As shown in FIG. 8 , it can be seen that the reflected light in directions other than the normal direction decreases as the diagonal gap increases. If the microlens is too small relative to the color filter area, the amount of light guided to the photoelectric conversion element is reduced, resulting in a decrease in sensitivity. According to the research of the inventors, it can be known that if the diagonal gap is greater than or equal to the corresponding color filter area If the length of one side is 15% and less than or equal to 25%, there will be almost no impact on performance such as sensitivity, and the reflected light in directions other than the normal direction can be reduced.
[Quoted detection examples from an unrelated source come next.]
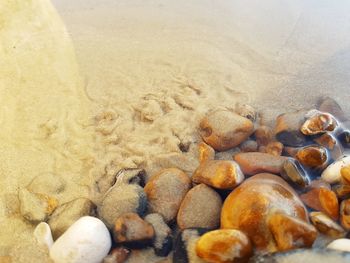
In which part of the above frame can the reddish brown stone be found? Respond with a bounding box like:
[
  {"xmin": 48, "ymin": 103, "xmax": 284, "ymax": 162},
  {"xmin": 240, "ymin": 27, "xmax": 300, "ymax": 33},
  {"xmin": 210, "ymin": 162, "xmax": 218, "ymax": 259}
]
[{"xmin": 234, "ymin": 152, "xmax": 287, "ymax": 175}]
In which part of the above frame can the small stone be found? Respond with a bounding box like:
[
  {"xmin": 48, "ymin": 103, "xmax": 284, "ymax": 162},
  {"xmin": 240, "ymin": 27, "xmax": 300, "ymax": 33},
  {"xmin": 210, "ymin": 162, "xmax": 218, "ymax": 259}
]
[
  {"xmin": 235, "ymin": 103, "xmax": 257, "ymax": 122},
  {"xmin": 310, "ymin": 212, "xmax": 346, "ymax": 238},
  {"xmin": 199, "ymin": 110, "xmax": 254, "ymax": 151},
  {"xmin": 281, "ymin": 158, "xmax": 310, "ymax": 188},
  {"xmin": 318, "ymin": 97, "xmax": 347, "ymax": 121},
  {"xmin": 234, "ymin": 152, "xmax": 287, "ymax": 175},
  {"xmin": 275, "ymin": 110, "xmax": 307, "ymax": 147},
  {"xmin": 266, "ymin": 142, "xmax": 283, "ymax": 156},
  {"xmin": 192, "ymin": 160, "xmax": 244, "ymax": 189},
  {"xmin": 268, "ymin": 214, "xmax": 317, "ymax": 251},
  {"xmin": 48, "ymin": 198, "xmax": 96, "ymax": 239},
  {"xmin": 327, "ymin": 238, "xmax": 350, "ymax": 252},
  {"xmin": 221, "ymin": 173, "xmax": 308, "ymax": 252},
  {"xmin": 177, "ymin": 184, "xmax": 222, "ymax": 230},
  {"xmin": 145, "ymin": 214, "xmax": 173, "ymax": 257},
  {"xmin": 33, "ymin": 222, "xmax": 53, "ymax": 250},
  {"xmin": 19, "ymin": 188, "xmax": 58, "ymax": 223},
  {"xmin": 340, "ymin": 199, "xmax": 350, "ymax": 230},
  {"xmin": 254, "ymin": 125, "xmax": 273, "ymax": 146},
  {"xmin": 103, "ymin": 247, "xmax": 130, "ymax": 263},
  {"xmin": 239, "ymin": 140, "xmax": 258, "ymax": 152},
  {"xmin": 50, "ymin": 216, "xmax": 112, "ymax": 263},
  {"xmin": 300, "ymin": 110, "xmax": 338, "ymax": 135},
  {"xmin": 144, "ymin": 168, "xmax": 191, "ymax": 222},
  {"xmin": 113, "ymin": 213, "xmax": 155, "ymax": 245},
  {"xmin": 321, "ymin": 156, "xmax": 350, "ymax": 184},
  {"xmin": 295, "ymin": 146, "xmax": 328, "ymax": 168},
  {"xmin": 98, "ymin": 171, "xmax": 147, "ymax": 229},
  {"xmin": 198, "ymin": 142, "xmax": 215, "ymax": 163},
  {"xmin": 196, "ymin": 229, "xmax": 253, "ymax": 263}
]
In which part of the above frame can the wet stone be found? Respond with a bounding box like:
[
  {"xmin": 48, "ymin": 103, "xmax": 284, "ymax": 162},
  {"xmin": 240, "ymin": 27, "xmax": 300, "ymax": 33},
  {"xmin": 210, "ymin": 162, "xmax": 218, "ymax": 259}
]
[
  {"xmin": 144, "ymin": 169, "xmax": 191, "ymax": 222},
  {"xmin": 177, "ymin": 184, "xmax": 222, "ymax": 229},
  {"xmin": 295, "ymin": 146, "xmax": 328, "ymax": 168},
  {"xmin": 281, "ymin": 158, "xmax": 310, "ymax": 188},
  {"xmin": 113, "ymin": 213, "xmax": 155, "ymax": 246},
  {"xmin": 340, "ymin": 199, "xmax": 350, "ymax": 230},
  {"xmin": 275, "ymin": 110, "xmax": 307, "ymax": 147},
  {"xmin": 192, "ymin": 160, "xmax": 244, "ymax": 189},
  {"xmin": 310, "ymin": 212, "xmax": 346, "ymax": 238},
  {"xmin": 199, "ymin": 110, "xmax": 254, "ymax": 151},
  {"xmin": 234, "ymin": 152, "xmax": 287, "ymax": 175},
  {"xmin": 300, "ymin": 110, "xmax": 338, "ymax": 135},
  {"xmin": 196, "ymin": 229, "xmax": 253, "ymax": 263}
]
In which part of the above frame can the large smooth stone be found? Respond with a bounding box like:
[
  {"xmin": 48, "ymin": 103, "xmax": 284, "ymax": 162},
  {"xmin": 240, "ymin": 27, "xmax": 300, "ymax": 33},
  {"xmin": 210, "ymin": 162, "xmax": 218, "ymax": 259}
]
[
  {"xmin": 50, "ymin": 216, "xmax": 112, "ymax": 263},
  {"xmin": 321, "ymin": 156, "xmax": 350, "ymax": 184}
]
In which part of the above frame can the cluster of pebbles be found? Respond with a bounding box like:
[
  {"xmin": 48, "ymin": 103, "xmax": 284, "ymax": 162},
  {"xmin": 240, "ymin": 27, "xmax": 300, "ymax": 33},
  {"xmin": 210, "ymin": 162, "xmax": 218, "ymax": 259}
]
[{"xmin": 28, "ymin": 98, "xmax": 350, "ymax": 263}]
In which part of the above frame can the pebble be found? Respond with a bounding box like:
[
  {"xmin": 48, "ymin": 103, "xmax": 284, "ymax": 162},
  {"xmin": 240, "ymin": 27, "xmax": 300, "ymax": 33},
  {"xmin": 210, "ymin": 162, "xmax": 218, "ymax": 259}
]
[
  {"xmin": 268, "ymin": 213, "xmax": 317, "ymax": 251},
  {"xmin": 300, "ymin": 187, "xmax": 339, "ymax": 220},
  {"xmin": 192, "ymin": 160, "xmax": 244, "ymax": 189},
  {"xmin": 327, "ymin": 238, "xmax": 350, "ymax": 252},
  {"xmin": 300, "ymin": 110, "xmax": 338, "ymax": 135},
  {"xmin": 97, "ymin": 171, "xmax": 147, "ymax": 229},
  {"xmin": 50, "ymin": 216, "xmax": 111, "ymax": 263},
  {"xmin": 235, "ymin": 103, "xmax": 257, "ymax": 122},
  {"xmin": 196, "ymin": 229, "xmax": 253, "ymax": 263},
  {"xmin": 340, "ymin": 199, "xmax": 350, "ymax": 230},
  {"xmin": 48, "ymin": 198, "xmax": 96, "ymax": 239},
  {"xmin": 198, "ymin": 142, "xmax": 215, "ymax": 163},
  {"xmin": 113, "ymin": 213, "xmax": 155, "ymax": 245},
  {"xmin": 239, "ymin": 139, "xmax": 258, "ymax": 152},
  {"xmin": 199, "ymin": 110, "xmax": 254, "ymax": 151},
  {"xmin": 19, "ymin": 188, "xmax": 58, "ymax": 223},
  {"xmin": 310, "ymin": 212, "xmax": 346, "ymax": 238},
  {"xmin": 33, "ymin": 222, "xmax": 53, "ymax": 250},
  {"xmin": 221, "ymin": 173, "xmax": 308, "ymax": 252},
  {"xmin": 234, "ymin": 152, "xmax": 287, "ymax": 175},
  {"xmin": 275, "ymin": 110, "xmax": 307, "ymax": 147},
  {"xmin": 254, "ymin": 125, "xmax": 273, "ymax": 146},
  {"xmin": 145, "ymin": 214, "xmax": 173, "ymax": 257},
  {"xmin": 321, "ymin": 156, "xmax": 350, "ymax": 184},
  {"xmin": 103, "ymin": 247, "xmax": 131, "ymax": 263},
  {"xmin": 144, "ymin": 168, "xmax": 191, "ymax": 223},
  {"xmin": 281, "ymin": 158, "xmax": 310, "ymax": 188},
  {"xmin": 265, "ymin": 141, "xmax": 283, "ymax": 156},
  {"xmin": 177, "ymin": 184, "xmax": 222, "ymax": 230},
  {"xmin": 295, "ymin": 146, "xmax": 328, "ymax": 168}
]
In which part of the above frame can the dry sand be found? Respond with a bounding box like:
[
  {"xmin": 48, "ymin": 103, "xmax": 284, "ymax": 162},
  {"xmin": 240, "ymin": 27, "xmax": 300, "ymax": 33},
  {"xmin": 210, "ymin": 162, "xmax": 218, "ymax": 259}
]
[{"xmin": 0, "ymin": 0, "xmax": 350, "ymax": 262}]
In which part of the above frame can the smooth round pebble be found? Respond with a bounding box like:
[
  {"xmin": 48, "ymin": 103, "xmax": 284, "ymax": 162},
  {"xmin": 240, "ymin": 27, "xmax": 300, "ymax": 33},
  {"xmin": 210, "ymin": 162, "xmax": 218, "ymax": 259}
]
[{"xmin": 50, "ymin": 216, "xmax": 112, "ymax": 263}]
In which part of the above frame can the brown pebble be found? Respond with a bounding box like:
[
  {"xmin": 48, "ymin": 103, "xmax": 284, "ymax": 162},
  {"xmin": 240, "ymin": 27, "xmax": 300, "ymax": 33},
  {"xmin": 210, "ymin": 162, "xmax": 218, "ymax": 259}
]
[
  {"xmin": 113, "ymin": 213, "xmax": 154, "ymax": 244},
  {"xmin": 340, "ymin": 199, "xmax": 350, "ymax": 231},
  {"xmin": 234, "ymin": 152, "xmax": 287, "ymax": 175},
  {"xmin": 266, "ymin": 141, "xmax": 283, "ymax": 156},
  {"xmin": 198, "ymin": 142, "xmax": 215, "ymax": 163},
  {"xmin": 268, "ymin": 214, "xmax": 317, "ymax": 251},
  {"xmin": 310, "ymin": 212, "xmax": 345, "ymax": 238},
  {"xmin": 196, "ymin": 229, "xmax": 253, "ymax": 263},
  {"xmin": 199, "ymin": 110, "xmax": 254, "ymax": 151},
  {"xmin": 144, "ymin": 168, "xmax": 191, "ymax": 222},
  {"xmin": 192, "ymin": 160, "xmax": 244, "ymax": 189},
  {"xmin": 177, "ymin": 184, "xmax": 222, "ymax": 230},
  {"xmin": 295, "ymin": 146, "xmax": 327, "ymax": 168}
]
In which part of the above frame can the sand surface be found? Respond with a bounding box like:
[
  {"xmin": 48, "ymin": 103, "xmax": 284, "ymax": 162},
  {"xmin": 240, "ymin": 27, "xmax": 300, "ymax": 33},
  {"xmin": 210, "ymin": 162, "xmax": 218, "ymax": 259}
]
[{"xmin": 0, "ymin": 0, "xmax": 350, "ymax": 262}]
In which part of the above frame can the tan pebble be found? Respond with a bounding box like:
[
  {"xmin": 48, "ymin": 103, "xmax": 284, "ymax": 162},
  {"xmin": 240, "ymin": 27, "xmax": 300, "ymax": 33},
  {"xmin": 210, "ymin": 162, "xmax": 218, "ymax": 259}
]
[
  {"xmin": 199, "ymin": 110, "xmax": 254, "ymax": 151},
  {"xmin": 192, "ymin": 160, "xmax": 244, "ymax": 189},
  {"xmin": 196, "ymin": 229, "xmax": 253, "ymax": 263}
]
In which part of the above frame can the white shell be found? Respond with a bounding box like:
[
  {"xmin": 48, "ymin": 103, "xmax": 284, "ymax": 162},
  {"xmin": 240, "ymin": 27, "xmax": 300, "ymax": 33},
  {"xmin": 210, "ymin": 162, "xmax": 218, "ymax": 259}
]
[
  {"xmin": 321, "ymin": 156, "xmax": 350, "ymax": 184},
  {"xmin": 34, "ymin": 222, "xmax": 53, "ymax": 249},
  {"xmin": 50, "ymin": 216, "xmax": 111, "ymax": 263},
  {"xmin": 327, "ymin": 238, "xmax": 350, "ymax": 252}
]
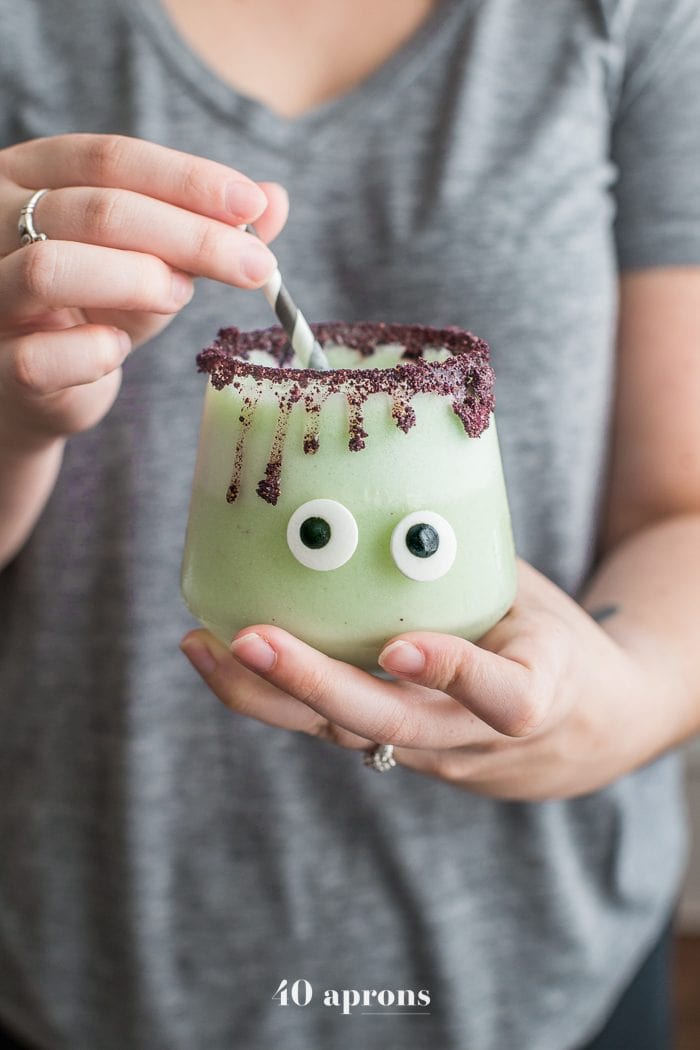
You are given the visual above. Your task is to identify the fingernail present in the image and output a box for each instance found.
[240,236,277,285]
[379,642,425,674]
[226,181,268,222]
[231,631,277,671]
[179,639,216,678]
[171,270,194,306]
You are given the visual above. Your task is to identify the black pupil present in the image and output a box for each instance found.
[406,522,440,558]
[299,518,331,550]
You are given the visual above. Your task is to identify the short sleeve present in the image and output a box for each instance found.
[612,0,700,270]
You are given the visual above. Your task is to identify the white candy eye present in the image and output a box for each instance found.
[390,510,457,581]
[287,500,359,572]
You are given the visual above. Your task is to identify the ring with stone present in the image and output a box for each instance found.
[362,743,397,773]
[17,189,48,245]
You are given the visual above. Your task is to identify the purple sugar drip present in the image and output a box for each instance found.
[197,321,494,505]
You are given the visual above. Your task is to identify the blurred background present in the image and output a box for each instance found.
[671,739,700,1050]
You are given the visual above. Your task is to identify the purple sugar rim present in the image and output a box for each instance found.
[196,321,494,438]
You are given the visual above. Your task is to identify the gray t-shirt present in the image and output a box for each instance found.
[0,0,700,1050]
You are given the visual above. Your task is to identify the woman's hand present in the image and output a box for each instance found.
[0,134,287,440]
[183,562,671,799]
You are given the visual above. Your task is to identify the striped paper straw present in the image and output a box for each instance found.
[246,226,331,372]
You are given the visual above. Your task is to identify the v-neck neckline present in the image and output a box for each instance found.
[122,0,465,152]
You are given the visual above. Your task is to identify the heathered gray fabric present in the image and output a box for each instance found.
[0,0,700,1050]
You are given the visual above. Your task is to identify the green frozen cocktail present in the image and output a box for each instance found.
[182,323,515,670]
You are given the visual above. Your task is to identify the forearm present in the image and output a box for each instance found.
[0,435,65,568]
[582,513,700,758]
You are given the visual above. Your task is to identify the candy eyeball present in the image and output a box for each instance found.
[389,510,457,582]
[287,500,359,572]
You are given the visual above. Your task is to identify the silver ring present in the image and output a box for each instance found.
[17,190,48,245]
[362,743,397,773]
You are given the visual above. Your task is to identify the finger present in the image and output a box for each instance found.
[0,187,279,288]
[181,629,369,750]
[224,626,490,748]
[0,240,194,327]
[0,324,131,398]
[248,183,290,244]
[379,632,551,737]
[3,133,268,226]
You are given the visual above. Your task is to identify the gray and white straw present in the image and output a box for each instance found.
[246,226,331,372]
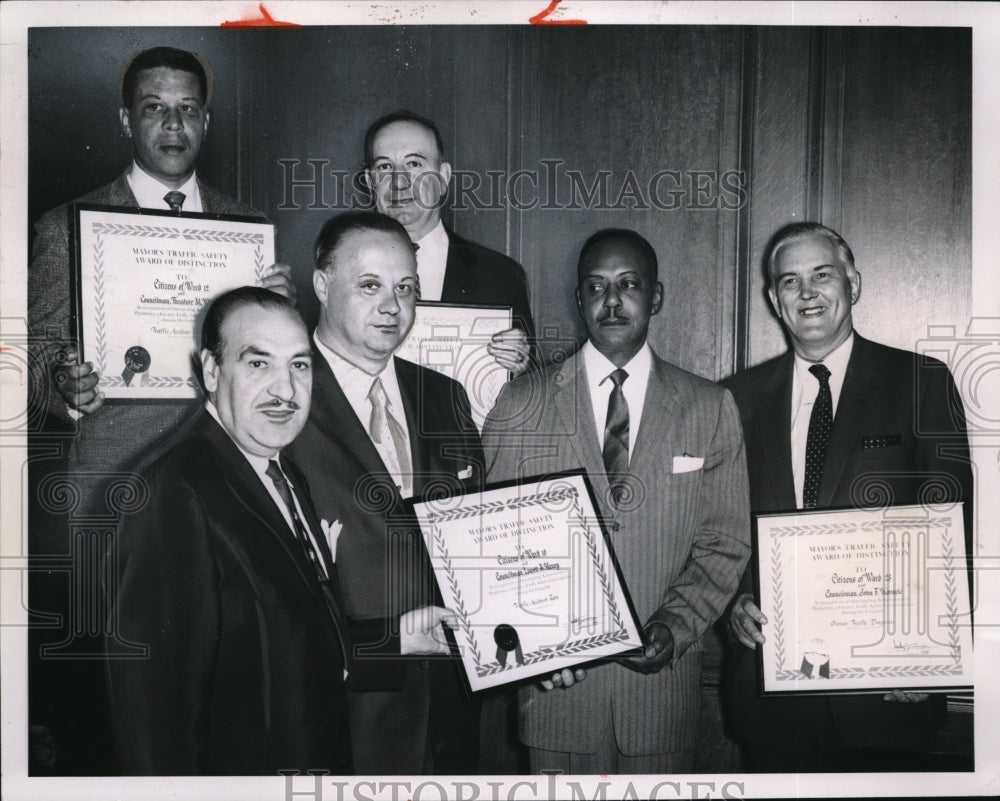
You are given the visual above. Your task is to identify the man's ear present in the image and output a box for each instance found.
[201,348,219,397]
[313,270,326,307]
[649,281,663,317]
[118,106,132,139]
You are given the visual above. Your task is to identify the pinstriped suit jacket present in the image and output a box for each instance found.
[483,346,750,756]
[28,173,266,506]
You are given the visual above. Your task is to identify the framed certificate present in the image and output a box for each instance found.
[412,470,643,691]
[754,504,972,695]
[396,303,514,431]
[74,203,274,399]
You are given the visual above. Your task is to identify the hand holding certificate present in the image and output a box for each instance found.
[413,471,643,690]
[752,504,972,694]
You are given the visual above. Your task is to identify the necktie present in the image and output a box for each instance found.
[603,369,628,506]
[163,189,187,214]
[264,459,327,581]
[802,364,833,509]
[368,378,413,497]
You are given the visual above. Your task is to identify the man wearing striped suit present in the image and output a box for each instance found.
[483,229,750,774]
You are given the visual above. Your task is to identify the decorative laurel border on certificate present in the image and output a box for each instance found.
[770,517,963,682]
[428,487,628,678]
[90,221,265,389]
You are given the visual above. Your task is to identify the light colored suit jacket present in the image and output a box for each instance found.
[483,346,750,756]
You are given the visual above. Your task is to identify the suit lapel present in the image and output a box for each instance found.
[441,228,479,298]
[551,351,610,498]
[817,334,878,507]
[754,351,796,509]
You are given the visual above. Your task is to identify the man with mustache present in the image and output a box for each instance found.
[724,223,972,773]
[107,287,351,775]
[483,229,750,774]
[290,212,482,775]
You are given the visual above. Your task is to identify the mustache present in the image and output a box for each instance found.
[254,398,300,412]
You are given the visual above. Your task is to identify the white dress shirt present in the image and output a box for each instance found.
[313,333,413,498]
[417,220,448,300]
[580,339,653,460]
[205,401,330,576]
[791,331,854,509]
[126,161,203,212]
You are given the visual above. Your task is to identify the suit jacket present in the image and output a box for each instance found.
[483,346,750,756]
[108,412,351,775]
[288,350,483,773]
[724,333,972,748]
[441,228,535,341]
[28,173,265,504]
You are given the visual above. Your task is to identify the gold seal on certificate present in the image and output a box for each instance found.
[75,204,274,399]
[413,471,642,691]
[754,504,972,695]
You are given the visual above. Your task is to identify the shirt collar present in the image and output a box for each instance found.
[795,331,854,381]
[128,161,202,211]
[581,339,653,388]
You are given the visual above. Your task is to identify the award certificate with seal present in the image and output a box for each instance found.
[396,302,514,431]
[754,503,973,695]
[74,204,274,399]
[412,470,643,691]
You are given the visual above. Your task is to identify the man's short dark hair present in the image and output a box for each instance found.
[121,47,210,108]
[201,286,302,364]
[764,223,855,286]
[576,228,660,281]
[313,211,413,270]
[365,109,444,168]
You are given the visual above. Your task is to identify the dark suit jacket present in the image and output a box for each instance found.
[28,173,265,504]
[108,411,351,775]
[483,346,750,755]
[724,333,972,748]
[441,229,535,341]
[288,350,482,773]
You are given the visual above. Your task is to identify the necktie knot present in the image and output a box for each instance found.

Furthermore, according to the research of the inventors, it has been confirmed that the thickness of the microlens also affects petal flare. That is, the petal flare can be further suppressed by adjusting the thickness of the microlens as follows while setting the diagonal gap within a predetermined range.

FIG. 9 is a simulation result of studying the relationship between the thickness of the microlens and the amount of reflected light in directions other than the normal direction. Various conditions such as the size of the color filter region were set to be the same as those in the simulation related to FIG. 8 .

As shown in FIG. 9 , it can be seen that the reflected light in directions other than the normal direction decreases as the thickness of the microlens increases. According to the inventor's research, if the thickness is greater than or equal to 50% and less than or equal to 65% of the length of one side of the corresponding color filter area, it will hardly affect performance such as sensitivity, so that the normal line can be reduced. Reflected light in directions other than . And, if the thickness of the microlens is in the range of greater than or equal to 50% and less than or equal to 54% of the length of one side of the color filter region, the improvement of the light-gathering efficiency of the microlens and the addition method can be taken into account at a higher level. It can be said that this method is more preferable because the reflected light in directions other than the line direction is reduced.

In FIGS. 8 and 9 , "Sum" means the sum of all diffracted lights, and "Max" means the most strongly diffracted light among all the diffracted lights. Both will affect the petal flare, but in order to suppress the petal flare, it is more effective to suppress the value of Max.

(third embodiment)

A solid-state imaging device according to a third embodiment will be described with reference to FIG. 10 .

The solid-state imaging device according to the third embodiment differs from the first embodiment in that an auxiliary lens is not used. In the description of the third embodiment, the same reference numerals are assigned to the same members as those of the first embodiment, and the description thereof will be omitted or simplified.

The inventors have conducted various studies on methods of reducing flower petal flare. As a result, it was found that it is effective to reduce the area where the microlenses are arranged in plan view of the microlens unit.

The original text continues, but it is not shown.